Well, I loved the Mary Poppins one, although I don't think it's the one you meant.

Waaaayyy back when I was little girl, she was the first female I read about who had any agency at all.

Too bad Walt Disney messed it up (go figure). It doesn't change my opinion of her importance in a world (at that time) void of strong female characters. Narnia's Susan and Meg's Wrinkle in Time who grow up to be non-entities, bleh. Lord of the Rings worst of all, with its iconic females on pedestals, without flaws.

I know you meant to mock her with the carpet bag thing (as well as perfectly apt for your blog post - it fits well, so no criticism there!), but the Mary Poppins that P.L. Travers (not the Walt Disney version) wrote about would be a good choice for bed time story reading with your little girls. Perhaps not as necessary these days with stronger female role models than when I was a child (yourself included), but the P. L Travers Mary Poppins is still a good read for them.

It's hard for working parents to spend the time with their children that they should, but bed time book reading are second to dinner time daily recaps to provide a structured way to convey your interest in them and teach them your values.

And no, that’s not Mom’s job, but better carried out by Dad, and in my household these days, Grandpa.


Louis Tagliaferro said...


Sabine said ... Thanks for an interesting question!

I didn't know when it came to science you could be such a softy.

I love science fiction more than most and that kind of speculation from non-scientifically minded people is expected. However we also see it in professional researchers because they "want/believe" their pet peeve ideas "have to be right". To quote a researcher who I have much respect for, "nature doesn't have to be anything".

I don't think too many researchers realize that the studying of empirical evidence and evaluating it in a logical, rational, well reasoned manner has not been thorough enough to give in to forming rampant speculations in pursuit of answers.

емиванов фф said...

The idea of worlds within worlds etc., was entertained by soviet physicists in the sixties. They called such particle-worlds 'friedmons'in honour of Friedmann.
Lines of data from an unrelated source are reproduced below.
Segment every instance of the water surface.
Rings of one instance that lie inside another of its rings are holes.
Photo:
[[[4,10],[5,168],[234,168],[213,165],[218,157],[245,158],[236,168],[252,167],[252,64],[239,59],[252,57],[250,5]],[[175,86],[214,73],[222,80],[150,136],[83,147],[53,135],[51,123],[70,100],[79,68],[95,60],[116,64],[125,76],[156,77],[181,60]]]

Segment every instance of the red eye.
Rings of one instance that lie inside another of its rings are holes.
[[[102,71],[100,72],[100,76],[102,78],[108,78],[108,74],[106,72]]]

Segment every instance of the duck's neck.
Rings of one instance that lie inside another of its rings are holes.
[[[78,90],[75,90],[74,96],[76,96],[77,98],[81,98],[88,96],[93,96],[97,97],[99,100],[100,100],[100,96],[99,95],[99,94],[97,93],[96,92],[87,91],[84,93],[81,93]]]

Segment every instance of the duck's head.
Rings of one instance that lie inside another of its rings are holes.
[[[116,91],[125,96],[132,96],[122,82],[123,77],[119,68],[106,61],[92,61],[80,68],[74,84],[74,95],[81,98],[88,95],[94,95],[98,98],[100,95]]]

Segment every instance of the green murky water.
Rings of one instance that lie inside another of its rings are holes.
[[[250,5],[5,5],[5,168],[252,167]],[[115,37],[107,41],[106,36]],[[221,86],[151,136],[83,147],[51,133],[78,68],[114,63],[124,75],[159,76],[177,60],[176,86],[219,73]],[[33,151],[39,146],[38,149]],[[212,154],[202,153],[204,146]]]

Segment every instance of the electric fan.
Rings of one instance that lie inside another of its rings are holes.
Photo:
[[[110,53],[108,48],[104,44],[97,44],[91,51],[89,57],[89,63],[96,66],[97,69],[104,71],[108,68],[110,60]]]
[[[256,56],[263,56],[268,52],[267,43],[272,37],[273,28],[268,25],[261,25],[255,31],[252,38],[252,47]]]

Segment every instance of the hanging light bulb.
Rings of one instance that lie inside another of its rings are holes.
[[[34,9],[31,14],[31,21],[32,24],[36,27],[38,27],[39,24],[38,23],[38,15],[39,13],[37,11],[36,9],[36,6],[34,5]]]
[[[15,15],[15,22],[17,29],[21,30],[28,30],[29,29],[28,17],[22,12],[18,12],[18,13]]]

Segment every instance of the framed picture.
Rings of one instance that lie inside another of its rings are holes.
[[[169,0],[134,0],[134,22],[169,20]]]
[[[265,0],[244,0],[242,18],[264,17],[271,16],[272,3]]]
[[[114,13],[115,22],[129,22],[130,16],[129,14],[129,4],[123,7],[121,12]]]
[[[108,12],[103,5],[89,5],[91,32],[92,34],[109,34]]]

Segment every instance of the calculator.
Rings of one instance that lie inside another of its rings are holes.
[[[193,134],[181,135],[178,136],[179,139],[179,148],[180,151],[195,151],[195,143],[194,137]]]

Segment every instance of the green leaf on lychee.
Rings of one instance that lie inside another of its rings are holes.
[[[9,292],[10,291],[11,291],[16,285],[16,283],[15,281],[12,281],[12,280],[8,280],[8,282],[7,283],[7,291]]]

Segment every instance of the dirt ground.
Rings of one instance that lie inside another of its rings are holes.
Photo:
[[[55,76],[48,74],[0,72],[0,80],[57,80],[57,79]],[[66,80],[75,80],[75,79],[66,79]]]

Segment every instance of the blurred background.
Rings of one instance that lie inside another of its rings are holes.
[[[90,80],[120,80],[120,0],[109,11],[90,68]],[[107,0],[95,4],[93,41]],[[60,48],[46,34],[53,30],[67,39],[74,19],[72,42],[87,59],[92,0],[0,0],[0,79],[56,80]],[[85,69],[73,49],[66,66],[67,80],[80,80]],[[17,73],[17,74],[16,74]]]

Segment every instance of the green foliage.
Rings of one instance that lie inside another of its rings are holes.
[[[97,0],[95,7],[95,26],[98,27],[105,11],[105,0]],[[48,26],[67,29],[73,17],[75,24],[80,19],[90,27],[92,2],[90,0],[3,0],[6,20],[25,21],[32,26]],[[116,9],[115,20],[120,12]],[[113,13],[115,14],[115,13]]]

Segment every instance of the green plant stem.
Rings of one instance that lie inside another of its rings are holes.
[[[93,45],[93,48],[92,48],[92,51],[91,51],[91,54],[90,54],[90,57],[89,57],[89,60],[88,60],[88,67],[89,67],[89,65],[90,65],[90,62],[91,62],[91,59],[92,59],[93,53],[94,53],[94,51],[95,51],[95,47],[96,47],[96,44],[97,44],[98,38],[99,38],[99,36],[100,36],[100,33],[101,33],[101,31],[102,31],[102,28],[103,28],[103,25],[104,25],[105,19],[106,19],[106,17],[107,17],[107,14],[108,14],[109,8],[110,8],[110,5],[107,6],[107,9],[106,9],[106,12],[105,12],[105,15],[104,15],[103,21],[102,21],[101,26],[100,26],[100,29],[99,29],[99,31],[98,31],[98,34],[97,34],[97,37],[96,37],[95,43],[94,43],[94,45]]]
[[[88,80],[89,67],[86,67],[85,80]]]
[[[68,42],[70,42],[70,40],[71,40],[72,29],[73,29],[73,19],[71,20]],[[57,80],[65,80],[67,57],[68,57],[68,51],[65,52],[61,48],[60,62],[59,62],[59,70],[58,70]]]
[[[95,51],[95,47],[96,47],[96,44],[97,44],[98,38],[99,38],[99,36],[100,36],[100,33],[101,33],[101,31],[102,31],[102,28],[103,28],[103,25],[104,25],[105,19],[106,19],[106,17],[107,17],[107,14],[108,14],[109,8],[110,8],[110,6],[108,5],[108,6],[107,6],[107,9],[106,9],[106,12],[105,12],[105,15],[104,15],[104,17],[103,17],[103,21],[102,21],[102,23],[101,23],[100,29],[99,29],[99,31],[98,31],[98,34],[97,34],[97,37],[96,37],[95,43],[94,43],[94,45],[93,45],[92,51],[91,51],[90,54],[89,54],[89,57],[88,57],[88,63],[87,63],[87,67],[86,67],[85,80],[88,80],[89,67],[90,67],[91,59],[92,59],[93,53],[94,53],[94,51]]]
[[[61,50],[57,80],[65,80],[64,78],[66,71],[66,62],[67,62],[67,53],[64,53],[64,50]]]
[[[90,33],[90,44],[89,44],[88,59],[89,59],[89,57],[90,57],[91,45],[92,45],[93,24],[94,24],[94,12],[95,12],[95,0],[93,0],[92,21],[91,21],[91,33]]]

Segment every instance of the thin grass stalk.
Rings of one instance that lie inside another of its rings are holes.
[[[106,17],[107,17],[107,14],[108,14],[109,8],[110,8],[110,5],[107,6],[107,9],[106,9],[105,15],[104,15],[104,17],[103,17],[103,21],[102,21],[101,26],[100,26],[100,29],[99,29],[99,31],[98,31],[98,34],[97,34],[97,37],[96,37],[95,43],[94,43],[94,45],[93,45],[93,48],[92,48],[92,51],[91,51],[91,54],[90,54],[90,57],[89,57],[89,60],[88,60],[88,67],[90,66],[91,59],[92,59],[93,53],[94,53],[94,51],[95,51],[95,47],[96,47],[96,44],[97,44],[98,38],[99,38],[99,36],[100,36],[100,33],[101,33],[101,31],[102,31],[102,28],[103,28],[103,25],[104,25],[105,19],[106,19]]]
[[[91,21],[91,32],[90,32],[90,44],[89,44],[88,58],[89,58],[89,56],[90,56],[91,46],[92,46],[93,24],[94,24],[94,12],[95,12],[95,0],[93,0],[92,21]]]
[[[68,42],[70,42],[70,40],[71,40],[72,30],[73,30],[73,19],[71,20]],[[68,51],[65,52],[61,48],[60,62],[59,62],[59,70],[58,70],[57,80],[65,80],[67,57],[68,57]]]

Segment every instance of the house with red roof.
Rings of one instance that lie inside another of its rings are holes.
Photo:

A quick search sent me to the Sao/Nasa database, where the abstract of paper by Blokhintsev states " According to the hypothesis, a friedmon universe may be merely part of a vaster universe of friedmons freely moving in a metaspace of a large number of dimensions greater than 4. They constitute a friedmon gas, the molecules of which are entire universes of the same type as our Universe, but perhaps larger and perhaps much smaller. "

Phillip Helbig said...

To see a World in a Grain of Sand
And a Heaven in a Wild Flower
Hold Infinity in the palm of your hand
And Eternity in an hour

---William Blake (whose poor-person's grave was recently marked with an expensive tombstone)


Phillip Helbig said...

In his book Infinity and the Mind, Rudy Rucker (who is part of the chain giving me an Einstein number of at most 4) discusses his crazy idea of "circular scale", which is similar in some respects. For what it's worth, he says that Kurt Gödel found it interesting.

Phillip Helbig said...

"The idea of worlds within worlds etc., was entertained by soviet physicists in the sixties."

When studying physics, I had a textbook from East Germany. Probably for the same reason, it called "elementary particles" "microparticles" (or, rather, the corresponding terms in German).

Liralen said...

@ Louis Tagliaferro

What you said is pretty much what I meant when I said "That's the thing..."

Empirical evidence is under attack these days, and Dr. Hossenfelder is the most staunch defender against that attack that I've been able to find.

As such, she must address arguments that empirical arguments are so last century, seriously, logically and without emotion.

There are too many people these days arguing that empirical evidence is not necessary.

However, I do believe that researchers have studied it thoroughly. They just don't like what they have found.